Le acque dei numerosissimi fiumi e canali (i vasi sanguigni) vengono sorvegliate giorno e notte da un poderoso sistema di sicurezza. Ma non è facile mantenere l’ordine in una nazione che ha molti miliardi di abitanti, e altrettanti nemici e clandestini.

Le comunicazioni avvengono attraverso una rete di sottili cavi elettrici, oppure tramite valigette (gli ormoni e molti altri tipi di molecole), che vengono liberate nei corsi d’acqua. Ogni valigetta possiede una serie di codici riservati solo al destinatario, che così è in grado di riconoscerla e prelevarla appena la “incrocia”.

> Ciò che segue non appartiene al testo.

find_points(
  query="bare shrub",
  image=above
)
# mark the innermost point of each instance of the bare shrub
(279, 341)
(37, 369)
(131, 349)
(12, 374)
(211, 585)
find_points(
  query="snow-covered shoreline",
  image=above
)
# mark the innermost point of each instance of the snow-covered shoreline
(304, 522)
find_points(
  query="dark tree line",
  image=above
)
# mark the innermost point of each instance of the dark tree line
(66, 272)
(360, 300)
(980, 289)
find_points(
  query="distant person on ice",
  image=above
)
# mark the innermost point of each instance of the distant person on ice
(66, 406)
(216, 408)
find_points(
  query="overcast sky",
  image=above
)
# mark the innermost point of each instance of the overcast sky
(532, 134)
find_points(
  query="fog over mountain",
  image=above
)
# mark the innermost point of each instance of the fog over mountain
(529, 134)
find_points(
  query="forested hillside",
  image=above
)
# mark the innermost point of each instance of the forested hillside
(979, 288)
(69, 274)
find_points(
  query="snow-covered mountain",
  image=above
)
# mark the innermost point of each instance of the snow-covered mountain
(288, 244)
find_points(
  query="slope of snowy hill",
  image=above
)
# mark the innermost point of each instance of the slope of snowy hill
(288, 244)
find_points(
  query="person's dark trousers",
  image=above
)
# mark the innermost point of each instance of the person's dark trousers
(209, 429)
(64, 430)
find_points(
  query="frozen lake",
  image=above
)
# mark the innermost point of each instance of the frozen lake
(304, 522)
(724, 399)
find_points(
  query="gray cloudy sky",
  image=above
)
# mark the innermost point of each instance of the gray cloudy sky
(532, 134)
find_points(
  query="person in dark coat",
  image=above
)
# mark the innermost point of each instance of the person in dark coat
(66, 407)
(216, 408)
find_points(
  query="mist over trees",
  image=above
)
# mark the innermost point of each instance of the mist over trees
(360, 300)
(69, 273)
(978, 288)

Le valigette possono contenere segnali d’allarme lanciati dalle pattuglie che stanno perlustrando i vari distretti dell’organismo e hanno bisogno di rinforzi. Fra i primi ad accorrere sono, di norma, gli agenti del reparto Mangia-Nemici (i monociti). Grazie alle istruzioni contenute nelle valigette, identificano all’istante il luogo da cui è partito l’allarme ed entrano aprendo una breccia nelle pareti.

Quando si trovano davanti ai nemici, i monociti si trasformano, accentuando la loro aggressività e la loro potenza. Diventano, così, agenti Grande-Bocca (i macrofagi). Come in un film di fantascienza, dal loro corpo spuntano prolungamenti che permettono di avvolgere gli avversari e catturarli rapidamente, dopo avere controllato i passaporti.

I nemici vengono inghiottiti, letteralmente, e chiusi in una capsula, all’interno del corpo degli agenti: una sorta di “camera della morte”. A questo punto scatta la loro uccisione, tramite liquidi corrosivi e digestivi, che li sciolgono.